Pany setzte seine Ausführungen zur
Schattenwirtschaft des internationalen Terrorismus
fort mit der Beschreibung terroristischer Kapitalströme und -sammlungen,
dem neuen Dschihad
(3),
der Zakat, der vom Glauben gebotenen Pflicht zur wohltätigen Spende
(4),
und schließlich der Dawa als Teil des islamischen Bankensystems
(5).
Ihm ging es besonders darum, das Finanz- und Finanzierungssystem für den
Terrorismus nach Art der al-Qaida aufzuzeigen, das sich traditioneller
wirtschaftlicher und rechtlicher Instrumente islamisch geprägter
Gesellschaften bedient.
Schon zuvor hatte sich Hackensberger mit dem islamischen Bankensystem
beschäftigt
(6).
Für sie ist kennzeichnend:
Der
"Glaube" ist für arabische Anleger ausschlaggebend, die religiöse
Integrität entscheidend. Investiert wird auf der Basis des islamischen
Rechts, der "Scharia", die Zinsen und Wucher ("Riba"), zudem Geschäfte
mit Alkohol, Tabak, Glücksspiel und Schweinefleisch verbietet. Geld darf
nicht verliehen werden, nur investiert. Der Gewinn wird durch die
Beteiligung am Profit erzielt, den das Unternehmen, basierend auf die
Investitionen, macht. Laut Koran kann die ursprünglich investierte Summe
nur dann zurück verlangt werden, wenn sie tatsächlich auch ohne die
geringsten Probleme zurückbezahlt werden kann.

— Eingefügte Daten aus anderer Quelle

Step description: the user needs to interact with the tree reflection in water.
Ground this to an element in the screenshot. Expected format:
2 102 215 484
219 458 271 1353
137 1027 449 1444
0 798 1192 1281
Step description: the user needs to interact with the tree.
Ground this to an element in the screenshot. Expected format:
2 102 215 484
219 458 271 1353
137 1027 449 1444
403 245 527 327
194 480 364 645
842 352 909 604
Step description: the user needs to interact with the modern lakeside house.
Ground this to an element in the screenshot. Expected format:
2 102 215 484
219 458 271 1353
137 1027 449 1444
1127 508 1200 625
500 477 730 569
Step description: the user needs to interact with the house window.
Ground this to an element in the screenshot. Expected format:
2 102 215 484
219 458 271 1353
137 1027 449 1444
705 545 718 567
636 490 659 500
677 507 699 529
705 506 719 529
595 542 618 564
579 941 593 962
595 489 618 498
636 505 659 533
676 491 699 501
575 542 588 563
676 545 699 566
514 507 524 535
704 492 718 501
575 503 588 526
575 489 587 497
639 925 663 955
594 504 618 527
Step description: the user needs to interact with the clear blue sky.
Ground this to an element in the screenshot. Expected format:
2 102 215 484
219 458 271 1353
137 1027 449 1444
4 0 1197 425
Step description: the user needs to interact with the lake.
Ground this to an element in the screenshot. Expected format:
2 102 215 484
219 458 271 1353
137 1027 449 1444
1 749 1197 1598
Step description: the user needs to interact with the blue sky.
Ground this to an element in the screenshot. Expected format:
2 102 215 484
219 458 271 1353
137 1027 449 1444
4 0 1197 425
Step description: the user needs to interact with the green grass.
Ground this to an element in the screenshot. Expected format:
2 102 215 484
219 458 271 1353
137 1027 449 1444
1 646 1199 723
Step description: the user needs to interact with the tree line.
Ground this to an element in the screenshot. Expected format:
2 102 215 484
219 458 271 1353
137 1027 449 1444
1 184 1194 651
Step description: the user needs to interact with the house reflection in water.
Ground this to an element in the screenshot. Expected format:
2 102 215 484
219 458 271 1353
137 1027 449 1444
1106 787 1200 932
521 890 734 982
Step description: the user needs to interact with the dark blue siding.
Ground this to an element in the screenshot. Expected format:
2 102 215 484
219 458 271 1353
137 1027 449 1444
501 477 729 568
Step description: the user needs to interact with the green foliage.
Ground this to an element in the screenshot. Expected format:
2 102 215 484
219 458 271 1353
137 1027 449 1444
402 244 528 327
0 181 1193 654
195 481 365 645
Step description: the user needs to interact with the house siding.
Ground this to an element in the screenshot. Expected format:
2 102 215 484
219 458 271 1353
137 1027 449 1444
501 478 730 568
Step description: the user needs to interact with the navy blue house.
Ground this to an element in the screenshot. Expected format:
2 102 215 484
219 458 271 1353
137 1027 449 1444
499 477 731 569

Hackensbergers Ansatz ist ein anderer als der von Pany. Er will mehr
die kulturelle und wirtschaftliche Bedeutung traditioneller islamischer
Instrumente und Organisationen im Alltagsleben aufzeigen, Pany ihren
Missbrauch.
In der Tat ist der Ansatz, nicht den "Wucher", also das Geschäft mit
den Zinsen zu betreiben, sondern am Erfolg zu profitieren, ein
interessanter Aspekt, der entfernt an die westlichen Überlegungen zum
Risikokapital erinnert.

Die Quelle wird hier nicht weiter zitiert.